BY ANN CAVOUKIAN
THE GLOBE AND MAIL
The aftermath of any major terrorist attack such as the recent tragedy in Paris appears to predictably include a call for new privacy-invasive policies that restrict freedom. After the attacks on 9/11, it was the passing of the USA PATRIOT Act; after the 2014 attack on Parliament Hill, it was the passing of Bill C-51. Throughout history, governments have always been a double-edged sword: We give them a monopoly on the use of force to protect us against the dystopian elements in our society, but in our constitutions, we have placed strong limits on the use of this force.
We are now enjoying a bonanza in innovation in the area of information technologies. The associated prosperity has improved the lives of millions, and will continue to do so. But the entire infrastructure of this new prosperity boom is based on security, specifically strong encryption.

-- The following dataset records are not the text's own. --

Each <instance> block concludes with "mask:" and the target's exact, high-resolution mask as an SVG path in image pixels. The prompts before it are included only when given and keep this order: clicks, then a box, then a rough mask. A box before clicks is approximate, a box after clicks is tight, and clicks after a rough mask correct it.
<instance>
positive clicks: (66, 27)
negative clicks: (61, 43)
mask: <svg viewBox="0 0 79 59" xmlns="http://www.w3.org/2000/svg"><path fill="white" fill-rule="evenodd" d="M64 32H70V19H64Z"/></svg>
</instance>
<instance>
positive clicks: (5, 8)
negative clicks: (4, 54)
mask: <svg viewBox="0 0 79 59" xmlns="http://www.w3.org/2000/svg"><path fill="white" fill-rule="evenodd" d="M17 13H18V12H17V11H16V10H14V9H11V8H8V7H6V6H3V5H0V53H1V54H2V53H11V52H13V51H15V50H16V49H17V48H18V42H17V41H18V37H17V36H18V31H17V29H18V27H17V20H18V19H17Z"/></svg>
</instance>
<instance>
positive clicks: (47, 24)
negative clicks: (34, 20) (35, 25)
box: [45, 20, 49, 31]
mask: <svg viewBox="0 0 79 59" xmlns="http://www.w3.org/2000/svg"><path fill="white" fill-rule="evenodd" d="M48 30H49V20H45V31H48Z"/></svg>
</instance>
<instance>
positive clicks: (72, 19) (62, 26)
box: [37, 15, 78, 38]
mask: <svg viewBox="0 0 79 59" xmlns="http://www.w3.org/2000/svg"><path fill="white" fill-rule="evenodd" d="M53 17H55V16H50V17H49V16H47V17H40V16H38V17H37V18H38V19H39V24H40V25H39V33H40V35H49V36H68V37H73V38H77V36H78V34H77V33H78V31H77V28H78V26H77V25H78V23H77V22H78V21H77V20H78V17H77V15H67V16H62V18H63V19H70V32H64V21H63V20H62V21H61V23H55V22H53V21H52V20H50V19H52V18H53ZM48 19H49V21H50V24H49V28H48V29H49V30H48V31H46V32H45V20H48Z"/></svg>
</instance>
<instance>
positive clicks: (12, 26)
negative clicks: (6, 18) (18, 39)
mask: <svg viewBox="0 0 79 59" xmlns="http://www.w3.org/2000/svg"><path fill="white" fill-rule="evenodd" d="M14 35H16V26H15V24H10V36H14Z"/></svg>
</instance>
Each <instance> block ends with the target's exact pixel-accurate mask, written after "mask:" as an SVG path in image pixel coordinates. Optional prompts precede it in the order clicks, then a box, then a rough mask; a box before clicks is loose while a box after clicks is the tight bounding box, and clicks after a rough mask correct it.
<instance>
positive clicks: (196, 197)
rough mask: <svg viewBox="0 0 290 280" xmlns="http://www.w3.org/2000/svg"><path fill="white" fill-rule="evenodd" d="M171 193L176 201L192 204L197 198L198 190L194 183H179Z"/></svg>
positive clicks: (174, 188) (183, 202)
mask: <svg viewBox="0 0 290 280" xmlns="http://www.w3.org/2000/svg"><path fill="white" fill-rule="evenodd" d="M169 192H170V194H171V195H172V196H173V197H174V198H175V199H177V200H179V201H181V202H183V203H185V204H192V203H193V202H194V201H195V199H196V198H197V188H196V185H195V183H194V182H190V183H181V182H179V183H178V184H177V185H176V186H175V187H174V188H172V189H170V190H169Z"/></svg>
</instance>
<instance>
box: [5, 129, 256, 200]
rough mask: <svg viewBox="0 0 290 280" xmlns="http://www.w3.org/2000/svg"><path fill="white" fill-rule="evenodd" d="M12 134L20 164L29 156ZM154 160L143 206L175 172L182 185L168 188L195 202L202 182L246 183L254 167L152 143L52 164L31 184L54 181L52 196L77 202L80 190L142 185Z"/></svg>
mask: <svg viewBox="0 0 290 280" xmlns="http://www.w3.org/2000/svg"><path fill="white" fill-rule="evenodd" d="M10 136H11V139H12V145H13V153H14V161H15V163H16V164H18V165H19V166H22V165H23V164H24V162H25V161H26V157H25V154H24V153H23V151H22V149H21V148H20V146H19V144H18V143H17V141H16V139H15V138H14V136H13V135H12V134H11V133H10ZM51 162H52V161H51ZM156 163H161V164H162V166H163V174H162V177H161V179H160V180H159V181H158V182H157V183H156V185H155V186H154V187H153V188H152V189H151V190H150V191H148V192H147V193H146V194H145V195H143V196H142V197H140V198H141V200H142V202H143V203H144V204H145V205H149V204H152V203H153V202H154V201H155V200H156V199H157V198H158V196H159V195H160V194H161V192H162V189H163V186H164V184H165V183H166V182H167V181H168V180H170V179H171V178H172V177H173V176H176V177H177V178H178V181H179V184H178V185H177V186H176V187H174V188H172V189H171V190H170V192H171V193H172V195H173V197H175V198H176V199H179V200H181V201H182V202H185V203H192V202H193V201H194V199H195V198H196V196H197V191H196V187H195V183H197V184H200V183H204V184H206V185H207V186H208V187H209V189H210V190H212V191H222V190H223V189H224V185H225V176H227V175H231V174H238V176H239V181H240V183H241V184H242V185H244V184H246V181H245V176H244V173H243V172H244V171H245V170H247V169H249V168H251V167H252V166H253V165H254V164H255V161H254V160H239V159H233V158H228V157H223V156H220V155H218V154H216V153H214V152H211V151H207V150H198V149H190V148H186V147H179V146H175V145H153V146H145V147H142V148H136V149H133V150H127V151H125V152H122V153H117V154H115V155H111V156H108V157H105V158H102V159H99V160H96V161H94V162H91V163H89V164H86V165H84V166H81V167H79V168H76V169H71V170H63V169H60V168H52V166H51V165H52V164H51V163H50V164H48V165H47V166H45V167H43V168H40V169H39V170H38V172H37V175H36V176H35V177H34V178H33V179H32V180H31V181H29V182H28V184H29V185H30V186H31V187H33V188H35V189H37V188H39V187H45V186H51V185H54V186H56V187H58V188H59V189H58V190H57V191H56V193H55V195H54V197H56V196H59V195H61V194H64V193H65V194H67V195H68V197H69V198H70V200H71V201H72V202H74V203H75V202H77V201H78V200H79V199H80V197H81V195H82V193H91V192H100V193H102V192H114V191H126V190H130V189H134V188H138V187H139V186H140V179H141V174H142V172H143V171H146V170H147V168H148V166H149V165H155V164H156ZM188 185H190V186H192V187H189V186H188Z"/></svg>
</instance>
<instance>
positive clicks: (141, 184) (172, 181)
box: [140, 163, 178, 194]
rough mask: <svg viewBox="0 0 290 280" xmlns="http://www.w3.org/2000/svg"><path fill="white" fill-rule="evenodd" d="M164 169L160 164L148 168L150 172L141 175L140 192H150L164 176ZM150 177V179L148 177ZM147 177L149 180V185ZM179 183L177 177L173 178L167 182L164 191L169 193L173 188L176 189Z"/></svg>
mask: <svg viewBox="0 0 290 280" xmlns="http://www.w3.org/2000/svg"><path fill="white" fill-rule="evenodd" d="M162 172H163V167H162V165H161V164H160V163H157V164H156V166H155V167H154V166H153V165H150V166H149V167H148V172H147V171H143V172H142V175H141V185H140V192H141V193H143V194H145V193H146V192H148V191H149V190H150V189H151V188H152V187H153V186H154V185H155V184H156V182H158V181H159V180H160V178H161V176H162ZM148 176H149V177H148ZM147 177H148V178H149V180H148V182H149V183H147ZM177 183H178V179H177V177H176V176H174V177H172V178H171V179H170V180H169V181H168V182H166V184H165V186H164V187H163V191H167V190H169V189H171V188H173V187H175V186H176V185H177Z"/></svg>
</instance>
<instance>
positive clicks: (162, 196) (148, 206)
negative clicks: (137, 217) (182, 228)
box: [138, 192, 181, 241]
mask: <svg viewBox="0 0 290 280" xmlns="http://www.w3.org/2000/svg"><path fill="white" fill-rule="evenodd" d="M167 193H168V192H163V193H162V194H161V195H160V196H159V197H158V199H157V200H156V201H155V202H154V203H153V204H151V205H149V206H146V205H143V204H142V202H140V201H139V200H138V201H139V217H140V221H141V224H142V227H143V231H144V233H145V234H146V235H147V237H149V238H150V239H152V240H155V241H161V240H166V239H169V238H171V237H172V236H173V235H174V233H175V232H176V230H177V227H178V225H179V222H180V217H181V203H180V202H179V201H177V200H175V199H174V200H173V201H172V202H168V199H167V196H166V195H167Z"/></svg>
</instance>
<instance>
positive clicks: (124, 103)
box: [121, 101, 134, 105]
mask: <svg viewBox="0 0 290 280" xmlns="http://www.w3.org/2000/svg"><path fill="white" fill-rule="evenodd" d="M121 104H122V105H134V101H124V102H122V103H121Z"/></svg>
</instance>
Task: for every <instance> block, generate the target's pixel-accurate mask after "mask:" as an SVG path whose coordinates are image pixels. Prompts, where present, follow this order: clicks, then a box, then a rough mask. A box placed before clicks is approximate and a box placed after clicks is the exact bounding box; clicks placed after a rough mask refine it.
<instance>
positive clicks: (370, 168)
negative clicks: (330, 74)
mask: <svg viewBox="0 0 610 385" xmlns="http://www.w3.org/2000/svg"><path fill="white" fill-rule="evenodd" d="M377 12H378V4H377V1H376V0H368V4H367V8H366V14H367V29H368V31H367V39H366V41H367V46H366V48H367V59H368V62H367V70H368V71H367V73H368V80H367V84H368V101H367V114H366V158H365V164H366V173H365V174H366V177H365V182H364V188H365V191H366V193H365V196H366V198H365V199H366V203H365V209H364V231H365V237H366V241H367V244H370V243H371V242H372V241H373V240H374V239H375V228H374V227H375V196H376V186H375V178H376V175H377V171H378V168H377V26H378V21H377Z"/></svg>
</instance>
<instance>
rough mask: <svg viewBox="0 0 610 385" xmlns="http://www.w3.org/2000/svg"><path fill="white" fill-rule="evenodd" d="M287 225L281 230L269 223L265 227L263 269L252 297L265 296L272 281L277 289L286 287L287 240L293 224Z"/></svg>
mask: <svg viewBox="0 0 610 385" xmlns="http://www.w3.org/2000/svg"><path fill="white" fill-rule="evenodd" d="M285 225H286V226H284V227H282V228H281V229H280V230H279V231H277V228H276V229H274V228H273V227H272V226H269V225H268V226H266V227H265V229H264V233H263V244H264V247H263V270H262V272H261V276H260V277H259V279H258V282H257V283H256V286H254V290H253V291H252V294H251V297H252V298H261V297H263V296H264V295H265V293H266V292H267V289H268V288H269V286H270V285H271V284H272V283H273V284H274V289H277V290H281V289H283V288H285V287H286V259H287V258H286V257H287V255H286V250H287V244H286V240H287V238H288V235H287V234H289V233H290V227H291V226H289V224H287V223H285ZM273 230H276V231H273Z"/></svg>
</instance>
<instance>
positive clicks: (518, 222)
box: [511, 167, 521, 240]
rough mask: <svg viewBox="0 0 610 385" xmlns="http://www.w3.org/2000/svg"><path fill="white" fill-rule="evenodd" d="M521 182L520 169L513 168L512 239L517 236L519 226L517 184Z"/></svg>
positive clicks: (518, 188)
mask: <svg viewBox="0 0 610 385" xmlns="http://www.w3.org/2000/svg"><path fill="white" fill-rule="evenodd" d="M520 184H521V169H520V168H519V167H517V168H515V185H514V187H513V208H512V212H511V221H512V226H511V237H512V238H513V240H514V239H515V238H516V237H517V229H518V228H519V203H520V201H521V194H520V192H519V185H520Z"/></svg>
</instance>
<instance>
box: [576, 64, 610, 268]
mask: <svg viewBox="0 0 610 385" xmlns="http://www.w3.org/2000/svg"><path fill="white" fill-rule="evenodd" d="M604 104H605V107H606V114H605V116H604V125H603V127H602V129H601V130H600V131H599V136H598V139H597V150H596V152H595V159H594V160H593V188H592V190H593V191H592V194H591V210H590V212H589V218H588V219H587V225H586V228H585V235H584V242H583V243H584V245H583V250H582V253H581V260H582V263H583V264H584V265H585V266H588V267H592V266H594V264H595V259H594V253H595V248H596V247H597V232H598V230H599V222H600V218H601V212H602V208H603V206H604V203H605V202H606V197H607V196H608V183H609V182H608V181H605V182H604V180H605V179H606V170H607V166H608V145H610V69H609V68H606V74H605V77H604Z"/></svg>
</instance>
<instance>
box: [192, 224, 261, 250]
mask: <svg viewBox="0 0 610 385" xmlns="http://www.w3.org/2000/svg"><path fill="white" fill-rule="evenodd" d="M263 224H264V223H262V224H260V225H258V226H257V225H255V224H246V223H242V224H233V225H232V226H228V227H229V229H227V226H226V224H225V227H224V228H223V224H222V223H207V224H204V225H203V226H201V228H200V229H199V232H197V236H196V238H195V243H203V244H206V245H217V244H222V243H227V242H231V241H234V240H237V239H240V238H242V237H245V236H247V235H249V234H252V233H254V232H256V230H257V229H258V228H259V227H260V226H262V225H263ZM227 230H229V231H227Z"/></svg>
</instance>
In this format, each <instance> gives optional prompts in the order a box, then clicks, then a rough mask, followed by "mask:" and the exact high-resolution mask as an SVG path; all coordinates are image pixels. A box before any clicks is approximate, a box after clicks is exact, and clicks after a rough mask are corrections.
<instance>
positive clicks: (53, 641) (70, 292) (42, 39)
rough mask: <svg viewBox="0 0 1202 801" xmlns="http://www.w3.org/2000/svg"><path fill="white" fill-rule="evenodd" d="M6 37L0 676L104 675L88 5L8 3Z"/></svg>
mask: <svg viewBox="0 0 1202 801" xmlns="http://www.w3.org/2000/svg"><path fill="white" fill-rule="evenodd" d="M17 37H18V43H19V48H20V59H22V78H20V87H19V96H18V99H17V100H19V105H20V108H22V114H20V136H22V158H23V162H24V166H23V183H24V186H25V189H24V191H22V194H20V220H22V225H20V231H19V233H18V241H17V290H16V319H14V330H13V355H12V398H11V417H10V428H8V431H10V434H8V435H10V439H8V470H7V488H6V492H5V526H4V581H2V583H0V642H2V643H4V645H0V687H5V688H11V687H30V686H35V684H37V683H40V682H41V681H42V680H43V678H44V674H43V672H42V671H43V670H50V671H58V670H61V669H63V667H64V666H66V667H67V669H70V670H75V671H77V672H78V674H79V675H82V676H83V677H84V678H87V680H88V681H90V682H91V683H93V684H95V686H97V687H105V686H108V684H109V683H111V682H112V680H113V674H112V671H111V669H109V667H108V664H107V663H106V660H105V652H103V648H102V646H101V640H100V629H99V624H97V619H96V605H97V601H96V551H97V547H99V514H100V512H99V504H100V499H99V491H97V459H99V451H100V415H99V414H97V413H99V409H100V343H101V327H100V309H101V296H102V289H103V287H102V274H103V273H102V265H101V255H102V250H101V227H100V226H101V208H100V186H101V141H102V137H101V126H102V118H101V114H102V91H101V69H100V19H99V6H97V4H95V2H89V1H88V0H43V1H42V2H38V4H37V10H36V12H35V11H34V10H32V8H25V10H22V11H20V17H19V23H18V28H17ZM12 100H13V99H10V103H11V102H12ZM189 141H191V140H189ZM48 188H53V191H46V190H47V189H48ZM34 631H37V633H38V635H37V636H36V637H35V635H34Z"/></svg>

Modern-day Bonnie & Clydes don’t rob banks any longer, they rob bank accounts.
The target is now the use of strong encryption. Before the Paris attacks, intelligence agencies and pro-surveillance politicians were already resisting the widespread adoption of encryption. A number of notable companies nonetheless enabled encryption by default to protect the data on mobile devices such as cellphones and tablets. After Paris, this resistance has grown into an uproar, calling for regulations restricting the use of encryption, and the introduction of mandatory backdoors into encrypted communications – all in the name of protecting us from terrorism.
In theory, the proposed backdoors would give law enforcement the ability to access encrypted data. However, contrary to what the proponents of backdoors believe, the reality is very different. What is obvious to all cryptographers and security experts is: you cannot build “backdoors” which only the “good guys” can use. The “bad guys” will quickly discover them and gain entry. You only need to look at the spate of hacks and data breaches in the news to understand the difficulty of maintaining data security, even without the handicap of a government-imposed insecure backdoor, an issue addressed this past summer in a publication entitled Keys Under Doormats.
From a practical perspective, the majority of data infrastructure is now protected by strong encryption. Do we really think that businesses are going to “trade in” their “good” security for the “bad” security governments want us to have? Encryption is essential to preserving security in an insecure Internet. Any website which uses “https:” uses encryption with which to communicate securely. This enables the secure transfer of passwords, credit card numbers, mobile payments, etc. Encryption protects your medical records, your banking records, your financial transactions, and permits you to securely file your taxes online. This is only a fraction of the security uses it provides throughout the entire networked infrastructure of the Internet.
But encryption serves a far broader purpose than facilitating security: it enables our very freedom in a digital world. Encryption is a vital tool for enabling journalists to operate in countries without freedom of the press; allowing dissidents to co-ordinate against oppressive regimes; and in democracies, encryption empowers ordinary citizens to counteract intrusive government surveillance programs.
Even without backdoors, there are still numerous avenues available for intelligence and law enforcement agencies to investigate terrorists and criminals. Encryption may protect the content of a message, but it doesn’t hide where it is being sent. This leaves the “metadata” associated with an e-mail, text, or phone call accessible to the authorities with the production of a proper warrant or court order. Moreover, seasoned law enforcement and intelligence operatives will tell you that what is needed to catch the “bad guys” is good old-fashioned “boots on the ground” infiltration of their networks, and information sharing among various arms of law enforcement and intelligence. Both in 9/11 and in the Paris attacks, greater co-ordination among these agencies may have potentially served to subvert or minimize the attacks.
We stand to gain far more from strengthening encryption than we do by curtailing it. Repressive regulations introducing backdoors would only serve to hamper the implementation of strong security controls that are absolutely essential in the digital world. We must stand against any government measure that would compromise or weaken encryption. Encryption is critical to protecting a wide swath of information and a vital component of preserving our privacy and freedom.